いまだ残る大きな課題、巨額の投資
一方、AUKUSについては、中国の脅威が高まる中、プロジェクトに必要な、広範に渡る技術共有に対する米国内での厳しい制限や、潜水艦の納入にかかる時間など、大きな課題が残されている。
ある米政府高官はロイターに対し、米国の生産能力が伸び悩んでいることを反映して「オーストラリアに売却されるバージニア級潜水艦のうち1隻か2隻は、米国で使用されていた艦船になる可能性が非常に高い」と語ったが、これには議会の承認が必要となる。

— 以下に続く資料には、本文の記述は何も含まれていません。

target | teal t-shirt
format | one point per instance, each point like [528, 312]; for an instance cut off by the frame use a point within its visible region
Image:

アナリストによれば、中国が力をつけ、必要であれば武力で台湾を奪おうとする脅威を考えると、極超音速等、より迅速に展開できる他兵器を含むAUKUSの第2段階を進めることが不可欠であるという。
イギリスとオーストラリアの政治関係者は、「技術共有における障壁を取り除く作業がまだ必要であり、月曜日の発表の段階ではこの第2段階をカバーしていない」と述べた。

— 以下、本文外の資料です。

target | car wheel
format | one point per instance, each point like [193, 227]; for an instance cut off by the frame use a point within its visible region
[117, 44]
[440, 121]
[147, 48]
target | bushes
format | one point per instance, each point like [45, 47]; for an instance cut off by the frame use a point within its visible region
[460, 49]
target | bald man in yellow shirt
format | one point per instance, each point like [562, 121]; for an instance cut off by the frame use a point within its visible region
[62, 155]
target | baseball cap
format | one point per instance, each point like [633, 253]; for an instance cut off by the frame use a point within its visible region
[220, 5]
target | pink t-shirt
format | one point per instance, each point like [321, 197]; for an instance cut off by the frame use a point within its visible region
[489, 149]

一方で米政府高官は、「オーストラリアは米英の潜水艦の生産・整備能力の増強に貢献するだろう」と述べた。さらに、「ワシントンは2023年から29年にかけてすでに約束した46億米ドル(約6,026億円)に加え、潜水艦産業基盤への『2桁億米ドル』規模の投資を検討しており、オーストラリアの貢献は全体の15%未満になるだろう」と述べた。
2020年に欧州連合(EU)を離脱した英国は、AUKUSが自国経済の低成長率を押し上げるのに役立つと述べている。スナク英首相は、「AUKUSは“あらゆる意味で最も近い”同盟国との絆を結び、自国に安全保障、新技術、経済的優位性をもたらす」と述べた。